Background: In response to findings from the Breast Cancer Prevention Trial that tamoxifen treatment produced a 49% reduction in the risk of invasive breast cancer in a population of women at elevated risk, the National Cancer Institute sponsored a workshop on July 7 and 8, 1998, to develop information to assist in counseling and in weighing the risks and benefits of tamoxifen.

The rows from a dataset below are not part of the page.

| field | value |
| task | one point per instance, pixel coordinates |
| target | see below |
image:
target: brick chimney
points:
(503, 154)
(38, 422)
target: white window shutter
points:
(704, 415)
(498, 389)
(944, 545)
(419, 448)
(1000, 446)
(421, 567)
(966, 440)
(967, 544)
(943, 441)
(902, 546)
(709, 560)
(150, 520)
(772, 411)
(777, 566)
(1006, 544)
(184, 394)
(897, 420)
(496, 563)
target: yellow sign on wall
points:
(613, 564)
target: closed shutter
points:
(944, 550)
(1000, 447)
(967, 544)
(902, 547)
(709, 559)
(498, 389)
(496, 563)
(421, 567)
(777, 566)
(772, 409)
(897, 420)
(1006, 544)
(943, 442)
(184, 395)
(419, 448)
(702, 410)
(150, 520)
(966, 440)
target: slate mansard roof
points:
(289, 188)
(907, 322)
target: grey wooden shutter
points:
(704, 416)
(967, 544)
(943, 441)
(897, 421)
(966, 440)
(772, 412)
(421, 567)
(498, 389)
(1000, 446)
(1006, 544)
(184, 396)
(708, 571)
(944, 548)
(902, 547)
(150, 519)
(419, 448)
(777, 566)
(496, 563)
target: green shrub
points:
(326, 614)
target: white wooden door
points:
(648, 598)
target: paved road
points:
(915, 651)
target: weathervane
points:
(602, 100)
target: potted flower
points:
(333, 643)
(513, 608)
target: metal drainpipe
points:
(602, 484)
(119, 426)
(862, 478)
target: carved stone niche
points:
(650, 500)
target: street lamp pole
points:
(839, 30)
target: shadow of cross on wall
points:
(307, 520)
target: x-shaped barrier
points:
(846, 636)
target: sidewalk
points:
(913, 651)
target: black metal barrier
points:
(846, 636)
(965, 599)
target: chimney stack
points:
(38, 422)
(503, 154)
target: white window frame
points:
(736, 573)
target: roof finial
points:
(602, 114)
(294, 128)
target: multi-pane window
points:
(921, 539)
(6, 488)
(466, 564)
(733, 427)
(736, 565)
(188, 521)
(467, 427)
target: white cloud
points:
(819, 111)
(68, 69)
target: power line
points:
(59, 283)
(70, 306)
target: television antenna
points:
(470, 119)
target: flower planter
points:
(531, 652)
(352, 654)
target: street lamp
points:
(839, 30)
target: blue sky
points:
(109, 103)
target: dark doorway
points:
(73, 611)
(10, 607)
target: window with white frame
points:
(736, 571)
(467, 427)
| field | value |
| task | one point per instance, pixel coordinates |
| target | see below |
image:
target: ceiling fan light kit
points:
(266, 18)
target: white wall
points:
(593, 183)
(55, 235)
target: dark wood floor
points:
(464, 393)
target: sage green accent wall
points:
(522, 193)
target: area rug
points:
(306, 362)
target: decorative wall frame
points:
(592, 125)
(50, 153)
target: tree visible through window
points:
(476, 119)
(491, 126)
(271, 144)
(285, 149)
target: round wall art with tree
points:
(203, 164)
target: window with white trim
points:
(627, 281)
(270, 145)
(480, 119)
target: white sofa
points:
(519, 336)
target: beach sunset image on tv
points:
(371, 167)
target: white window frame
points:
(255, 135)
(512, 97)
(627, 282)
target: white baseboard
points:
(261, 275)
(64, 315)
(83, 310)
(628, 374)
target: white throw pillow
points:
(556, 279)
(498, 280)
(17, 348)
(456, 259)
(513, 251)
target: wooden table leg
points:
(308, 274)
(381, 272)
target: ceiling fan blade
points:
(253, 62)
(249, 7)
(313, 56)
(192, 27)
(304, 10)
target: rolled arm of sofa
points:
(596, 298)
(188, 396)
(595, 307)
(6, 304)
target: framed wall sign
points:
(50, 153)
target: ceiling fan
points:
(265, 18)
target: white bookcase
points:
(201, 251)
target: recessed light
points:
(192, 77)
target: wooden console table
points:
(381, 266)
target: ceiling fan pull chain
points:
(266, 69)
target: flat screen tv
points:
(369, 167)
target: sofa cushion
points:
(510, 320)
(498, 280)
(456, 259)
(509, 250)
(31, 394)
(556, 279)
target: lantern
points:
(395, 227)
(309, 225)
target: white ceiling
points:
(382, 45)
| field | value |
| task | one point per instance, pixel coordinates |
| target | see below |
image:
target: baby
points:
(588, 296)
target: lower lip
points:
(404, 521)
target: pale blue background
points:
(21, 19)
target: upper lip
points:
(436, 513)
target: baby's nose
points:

Our study was undertaken to develop tools to identify women for whom the benefits outweigh the risks.
Methods: Information was reviewed on the incidence of invasive breast cancer and of in situ lesions, as well as on several other health outcomes, in the absence of tamoxifen treatment. Data on the effects of tamoxifen on these outcomes were also reviewed, and methods were developed to compare the risks and benefits of tamoxifen.
Results: The risks and benefits of tamoxifen depend on age and race, as well as on a woman's specific risk factors for breast cancer. In particular, the absolute risks from tamoxifen of endometrial cancer, stroke, pulmonary embolism, and deep vein thrombosis increase with age, and these absolute risks differ between white and black women, as does the protective effect of tamoxifen on fractures. Tables and aids are developed to describe the risks and benefits of tamoxifen and to identify classes of women for whom the benefits outweigh the risks.
Conclusions: Tamoxifen is most beneficial for younger women with an elevated risk of breast cancer. The quantitative analyses presented can assist health care providers and women in weighing the risks and benefits of tamoxifen for reducing breast cancer risk.